A statistical framework for cross-tissue transcriptome-wide association analysis
Seyedeh Maryam Zekavat,
Brian W. Kunkle,
Adam C Naj,
Paul K Crane,
Alzheimer's Disease Genetics Consortium,
Posted 21 Mar 2018
bioRxiv DOI: 10.1101/286013 (published DOI: 10.1038/s41588-019-0345-7)
Posted 21 Mar 2018
Transcriptome-wide association analysis is a powerful approach to studying the genetic architecture of complex traits.

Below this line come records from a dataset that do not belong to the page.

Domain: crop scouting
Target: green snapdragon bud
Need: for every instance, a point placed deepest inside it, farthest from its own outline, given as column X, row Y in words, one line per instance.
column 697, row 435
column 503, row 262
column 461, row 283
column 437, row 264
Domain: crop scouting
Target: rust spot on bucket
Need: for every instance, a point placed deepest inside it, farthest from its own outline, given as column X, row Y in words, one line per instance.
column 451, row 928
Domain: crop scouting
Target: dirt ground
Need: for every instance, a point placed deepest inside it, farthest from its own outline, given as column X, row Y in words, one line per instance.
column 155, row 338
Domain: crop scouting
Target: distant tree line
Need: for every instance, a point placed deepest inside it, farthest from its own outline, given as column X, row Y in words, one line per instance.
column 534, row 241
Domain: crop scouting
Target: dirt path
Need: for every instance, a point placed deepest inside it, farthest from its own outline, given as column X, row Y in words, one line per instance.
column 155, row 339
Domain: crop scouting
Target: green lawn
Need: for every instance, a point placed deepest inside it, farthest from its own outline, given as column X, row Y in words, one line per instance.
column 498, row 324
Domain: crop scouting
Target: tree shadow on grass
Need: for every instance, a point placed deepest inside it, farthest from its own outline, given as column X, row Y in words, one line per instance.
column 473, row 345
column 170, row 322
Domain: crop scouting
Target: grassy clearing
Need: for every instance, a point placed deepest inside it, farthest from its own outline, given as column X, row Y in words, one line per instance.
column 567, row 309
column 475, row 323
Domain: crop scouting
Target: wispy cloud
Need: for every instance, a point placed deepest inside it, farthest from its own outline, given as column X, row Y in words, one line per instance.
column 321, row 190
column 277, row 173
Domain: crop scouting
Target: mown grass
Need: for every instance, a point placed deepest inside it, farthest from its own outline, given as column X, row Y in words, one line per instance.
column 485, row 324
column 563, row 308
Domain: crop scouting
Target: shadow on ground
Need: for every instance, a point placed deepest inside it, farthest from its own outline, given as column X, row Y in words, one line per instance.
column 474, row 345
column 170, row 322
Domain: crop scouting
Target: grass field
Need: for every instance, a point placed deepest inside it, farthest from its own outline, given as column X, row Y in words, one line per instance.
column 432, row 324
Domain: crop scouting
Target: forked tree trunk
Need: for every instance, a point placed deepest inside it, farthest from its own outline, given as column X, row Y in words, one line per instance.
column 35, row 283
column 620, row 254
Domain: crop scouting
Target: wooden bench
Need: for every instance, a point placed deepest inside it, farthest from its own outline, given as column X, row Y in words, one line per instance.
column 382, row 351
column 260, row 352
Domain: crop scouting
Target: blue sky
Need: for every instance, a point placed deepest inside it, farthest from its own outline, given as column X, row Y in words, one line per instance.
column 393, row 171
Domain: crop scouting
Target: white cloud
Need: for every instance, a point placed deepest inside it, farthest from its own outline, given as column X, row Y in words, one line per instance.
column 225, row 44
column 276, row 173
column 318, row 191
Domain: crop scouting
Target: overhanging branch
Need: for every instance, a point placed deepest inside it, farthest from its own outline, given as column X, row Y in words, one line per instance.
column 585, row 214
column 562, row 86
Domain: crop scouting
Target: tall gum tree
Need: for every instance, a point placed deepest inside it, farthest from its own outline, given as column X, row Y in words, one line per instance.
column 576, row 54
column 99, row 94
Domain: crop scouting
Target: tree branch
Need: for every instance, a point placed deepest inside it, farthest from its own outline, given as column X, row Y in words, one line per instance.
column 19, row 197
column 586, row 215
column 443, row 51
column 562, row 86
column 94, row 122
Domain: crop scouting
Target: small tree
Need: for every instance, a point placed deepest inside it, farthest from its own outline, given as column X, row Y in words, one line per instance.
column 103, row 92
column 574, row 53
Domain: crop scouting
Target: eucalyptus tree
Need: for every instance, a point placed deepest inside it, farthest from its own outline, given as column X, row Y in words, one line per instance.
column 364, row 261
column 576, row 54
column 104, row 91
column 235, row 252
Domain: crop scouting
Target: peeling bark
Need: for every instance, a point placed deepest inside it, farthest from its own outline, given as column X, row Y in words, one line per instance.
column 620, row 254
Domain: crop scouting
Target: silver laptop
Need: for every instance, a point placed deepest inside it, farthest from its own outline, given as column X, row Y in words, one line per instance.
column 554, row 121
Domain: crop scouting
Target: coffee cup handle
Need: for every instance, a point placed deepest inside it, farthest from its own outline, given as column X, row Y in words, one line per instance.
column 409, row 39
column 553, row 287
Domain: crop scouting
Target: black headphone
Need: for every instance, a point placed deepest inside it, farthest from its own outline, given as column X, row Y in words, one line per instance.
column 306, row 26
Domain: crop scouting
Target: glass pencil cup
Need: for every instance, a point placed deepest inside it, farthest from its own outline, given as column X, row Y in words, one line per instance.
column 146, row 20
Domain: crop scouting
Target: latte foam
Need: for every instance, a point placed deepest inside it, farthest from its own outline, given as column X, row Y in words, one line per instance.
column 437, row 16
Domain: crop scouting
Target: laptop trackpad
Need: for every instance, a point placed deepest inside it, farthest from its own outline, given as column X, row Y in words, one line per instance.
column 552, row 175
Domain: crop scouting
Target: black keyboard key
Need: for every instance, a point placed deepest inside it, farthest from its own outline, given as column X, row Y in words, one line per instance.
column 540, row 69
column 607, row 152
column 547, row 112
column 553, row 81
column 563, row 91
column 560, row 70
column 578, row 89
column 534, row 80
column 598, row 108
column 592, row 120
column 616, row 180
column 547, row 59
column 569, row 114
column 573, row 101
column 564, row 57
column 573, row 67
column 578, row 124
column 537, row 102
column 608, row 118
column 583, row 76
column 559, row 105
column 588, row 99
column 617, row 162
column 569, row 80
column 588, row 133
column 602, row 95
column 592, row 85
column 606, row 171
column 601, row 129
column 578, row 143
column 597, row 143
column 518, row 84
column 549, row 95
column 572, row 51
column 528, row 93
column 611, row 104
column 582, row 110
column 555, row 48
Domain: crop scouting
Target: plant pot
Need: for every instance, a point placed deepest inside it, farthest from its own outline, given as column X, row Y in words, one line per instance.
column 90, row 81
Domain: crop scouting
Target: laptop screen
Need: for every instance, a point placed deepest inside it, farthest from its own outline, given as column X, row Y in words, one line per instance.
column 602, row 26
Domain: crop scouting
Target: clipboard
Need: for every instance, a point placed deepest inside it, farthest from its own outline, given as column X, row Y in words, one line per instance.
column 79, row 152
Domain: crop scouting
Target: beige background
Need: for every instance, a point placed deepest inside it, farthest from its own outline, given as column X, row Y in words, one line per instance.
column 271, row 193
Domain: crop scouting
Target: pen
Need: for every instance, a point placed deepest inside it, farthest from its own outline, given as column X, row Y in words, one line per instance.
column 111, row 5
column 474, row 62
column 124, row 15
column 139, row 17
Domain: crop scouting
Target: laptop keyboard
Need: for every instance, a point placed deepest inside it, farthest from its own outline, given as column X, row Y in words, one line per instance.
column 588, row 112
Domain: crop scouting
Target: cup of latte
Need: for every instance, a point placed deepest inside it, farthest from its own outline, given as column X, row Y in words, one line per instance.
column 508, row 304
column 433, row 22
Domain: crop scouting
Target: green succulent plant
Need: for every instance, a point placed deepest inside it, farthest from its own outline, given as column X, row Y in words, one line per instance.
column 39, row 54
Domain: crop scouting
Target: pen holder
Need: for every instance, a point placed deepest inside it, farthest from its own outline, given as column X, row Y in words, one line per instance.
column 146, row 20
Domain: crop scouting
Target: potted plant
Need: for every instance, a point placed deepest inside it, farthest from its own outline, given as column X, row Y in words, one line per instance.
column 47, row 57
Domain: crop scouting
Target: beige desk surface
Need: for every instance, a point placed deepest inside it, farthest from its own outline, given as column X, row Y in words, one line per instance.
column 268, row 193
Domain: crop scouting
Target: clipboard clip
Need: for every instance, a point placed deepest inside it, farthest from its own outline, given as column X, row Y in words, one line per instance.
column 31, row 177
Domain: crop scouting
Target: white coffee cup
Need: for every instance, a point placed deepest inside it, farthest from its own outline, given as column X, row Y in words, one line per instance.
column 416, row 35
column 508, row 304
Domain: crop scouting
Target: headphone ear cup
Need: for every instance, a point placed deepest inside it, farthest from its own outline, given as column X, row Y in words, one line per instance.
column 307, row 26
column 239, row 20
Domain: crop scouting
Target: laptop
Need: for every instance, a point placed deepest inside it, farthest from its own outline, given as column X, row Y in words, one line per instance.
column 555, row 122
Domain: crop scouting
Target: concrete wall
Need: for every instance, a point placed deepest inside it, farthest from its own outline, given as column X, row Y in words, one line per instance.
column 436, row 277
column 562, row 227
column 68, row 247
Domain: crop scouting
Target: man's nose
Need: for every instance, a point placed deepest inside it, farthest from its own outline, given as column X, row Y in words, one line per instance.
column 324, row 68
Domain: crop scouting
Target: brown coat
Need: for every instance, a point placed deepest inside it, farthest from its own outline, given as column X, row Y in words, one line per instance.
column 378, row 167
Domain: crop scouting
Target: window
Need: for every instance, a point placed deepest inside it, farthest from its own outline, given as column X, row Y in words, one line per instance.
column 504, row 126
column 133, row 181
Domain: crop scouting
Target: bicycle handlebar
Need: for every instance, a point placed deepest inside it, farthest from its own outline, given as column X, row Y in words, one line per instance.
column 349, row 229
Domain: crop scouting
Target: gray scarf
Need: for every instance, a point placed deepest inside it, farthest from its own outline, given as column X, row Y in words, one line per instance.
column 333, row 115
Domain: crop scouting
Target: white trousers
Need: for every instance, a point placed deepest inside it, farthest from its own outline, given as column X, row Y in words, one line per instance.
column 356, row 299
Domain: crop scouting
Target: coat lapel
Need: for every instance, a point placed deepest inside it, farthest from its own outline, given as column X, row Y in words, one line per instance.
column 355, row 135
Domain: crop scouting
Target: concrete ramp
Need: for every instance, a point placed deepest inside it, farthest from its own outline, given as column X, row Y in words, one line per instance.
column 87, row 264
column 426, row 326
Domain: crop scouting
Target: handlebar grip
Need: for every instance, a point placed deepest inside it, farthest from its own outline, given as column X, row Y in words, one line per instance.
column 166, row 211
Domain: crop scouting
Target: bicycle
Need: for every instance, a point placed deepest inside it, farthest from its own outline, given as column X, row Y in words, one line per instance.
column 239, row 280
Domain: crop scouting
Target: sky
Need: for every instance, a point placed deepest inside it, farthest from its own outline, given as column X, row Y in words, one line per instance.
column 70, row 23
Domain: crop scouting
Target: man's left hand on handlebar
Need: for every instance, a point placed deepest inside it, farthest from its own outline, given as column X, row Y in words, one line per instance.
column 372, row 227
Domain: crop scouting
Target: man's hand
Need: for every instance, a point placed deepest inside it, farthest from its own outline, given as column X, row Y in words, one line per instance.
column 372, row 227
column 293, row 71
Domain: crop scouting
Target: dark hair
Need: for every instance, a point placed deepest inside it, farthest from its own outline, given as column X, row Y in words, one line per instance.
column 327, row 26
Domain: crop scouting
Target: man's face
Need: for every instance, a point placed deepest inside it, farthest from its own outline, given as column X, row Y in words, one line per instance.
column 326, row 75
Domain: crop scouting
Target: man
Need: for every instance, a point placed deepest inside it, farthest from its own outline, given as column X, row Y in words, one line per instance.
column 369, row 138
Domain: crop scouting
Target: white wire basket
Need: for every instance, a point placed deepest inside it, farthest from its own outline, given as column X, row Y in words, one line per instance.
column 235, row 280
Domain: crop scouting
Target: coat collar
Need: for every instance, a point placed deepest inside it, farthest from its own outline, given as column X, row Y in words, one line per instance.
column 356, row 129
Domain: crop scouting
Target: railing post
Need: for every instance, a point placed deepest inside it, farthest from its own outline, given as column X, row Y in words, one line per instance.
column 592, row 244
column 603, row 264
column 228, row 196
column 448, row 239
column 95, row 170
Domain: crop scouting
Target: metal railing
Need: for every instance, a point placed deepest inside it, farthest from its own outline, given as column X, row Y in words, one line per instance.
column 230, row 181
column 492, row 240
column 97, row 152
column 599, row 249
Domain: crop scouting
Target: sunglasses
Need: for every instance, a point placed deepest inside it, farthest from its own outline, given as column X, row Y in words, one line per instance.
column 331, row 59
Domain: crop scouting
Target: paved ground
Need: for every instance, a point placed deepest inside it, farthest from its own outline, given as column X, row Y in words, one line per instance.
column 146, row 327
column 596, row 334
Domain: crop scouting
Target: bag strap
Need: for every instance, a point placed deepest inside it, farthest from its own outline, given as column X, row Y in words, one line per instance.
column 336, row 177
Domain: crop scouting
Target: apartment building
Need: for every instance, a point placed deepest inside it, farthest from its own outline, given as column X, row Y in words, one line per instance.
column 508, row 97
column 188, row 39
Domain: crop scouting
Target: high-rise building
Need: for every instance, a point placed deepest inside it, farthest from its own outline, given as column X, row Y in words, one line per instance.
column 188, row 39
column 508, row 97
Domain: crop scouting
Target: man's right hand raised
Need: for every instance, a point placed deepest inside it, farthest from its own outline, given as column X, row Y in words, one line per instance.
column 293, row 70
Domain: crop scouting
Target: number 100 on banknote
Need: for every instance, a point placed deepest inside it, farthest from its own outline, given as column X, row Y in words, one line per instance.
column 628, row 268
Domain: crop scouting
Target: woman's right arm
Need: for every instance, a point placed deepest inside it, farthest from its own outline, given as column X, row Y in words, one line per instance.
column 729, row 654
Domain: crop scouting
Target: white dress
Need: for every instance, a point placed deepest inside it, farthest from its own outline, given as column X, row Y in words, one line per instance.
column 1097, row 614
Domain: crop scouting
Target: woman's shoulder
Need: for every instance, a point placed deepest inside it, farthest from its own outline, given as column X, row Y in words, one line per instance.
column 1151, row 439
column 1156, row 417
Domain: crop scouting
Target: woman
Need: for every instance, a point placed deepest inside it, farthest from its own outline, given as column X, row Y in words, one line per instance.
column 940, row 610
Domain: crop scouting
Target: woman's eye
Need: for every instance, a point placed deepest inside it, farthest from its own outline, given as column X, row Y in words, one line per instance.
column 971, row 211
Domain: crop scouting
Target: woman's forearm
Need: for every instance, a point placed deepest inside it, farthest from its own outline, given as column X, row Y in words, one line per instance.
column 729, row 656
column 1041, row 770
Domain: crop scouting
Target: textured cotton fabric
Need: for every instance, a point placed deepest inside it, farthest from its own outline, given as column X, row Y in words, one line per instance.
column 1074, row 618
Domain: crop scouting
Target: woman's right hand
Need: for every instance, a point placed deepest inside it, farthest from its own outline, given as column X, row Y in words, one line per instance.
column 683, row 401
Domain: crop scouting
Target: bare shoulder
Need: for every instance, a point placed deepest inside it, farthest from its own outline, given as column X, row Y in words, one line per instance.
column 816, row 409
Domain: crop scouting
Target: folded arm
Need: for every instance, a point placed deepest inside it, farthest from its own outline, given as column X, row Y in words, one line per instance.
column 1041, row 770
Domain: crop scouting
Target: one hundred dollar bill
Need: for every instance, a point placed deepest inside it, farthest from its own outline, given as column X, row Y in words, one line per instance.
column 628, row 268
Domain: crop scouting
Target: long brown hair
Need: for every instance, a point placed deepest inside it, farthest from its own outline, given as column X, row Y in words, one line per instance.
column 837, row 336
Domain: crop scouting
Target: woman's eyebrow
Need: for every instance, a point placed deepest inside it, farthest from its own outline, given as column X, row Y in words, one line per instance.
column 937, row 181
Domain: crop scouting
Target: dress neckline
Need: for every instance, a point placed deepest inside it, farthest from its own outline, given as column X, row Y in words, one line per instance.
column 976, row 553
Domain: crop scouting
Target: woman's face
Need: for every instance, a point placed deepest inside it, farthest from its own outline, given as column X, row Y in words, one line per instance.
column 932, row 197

A key component of this approach is to build a model to predict (impute) gene expression levels from genotypes from samples with matched genotypes and expression levels in a specific tissue. However, it is challenging to develop robust and accurate imputation models with limited sample sizes for any single tissue. Here, we first introduce a multi-task learning approach to jointly impute gene expression in 44 human tissues. Compared with single-tissue methods, our approach achieved an average 39% improvement in imputation accuracy and generated effective imputation models for an average 120% (range 13%-339%) more genes in each tissue. We then describe a summary statistic-based testing framework that combines multiple single-tissue associations into a single powerful metric to quantify overall gene-trait association at the organism level. When our method, called UTMOST, was applied to analyze genome wide association results for 50 complex traits (N_total=4.5 million), we were able to identify considerably more genes in tissues enriched for trait heritability, and cross-tissue analysis significantly outperformed single-tissue strategies (p=1.7e-8). Finally, we performed a cross-tissue genome-wide association study for late-onset Alzheimer's disease (LOAD) and replicated our findings in two independent datasets (N_total=175,776). In total, we identified 69 significant genes, many of which are novel, leading to novel insights on LOAD etiologies.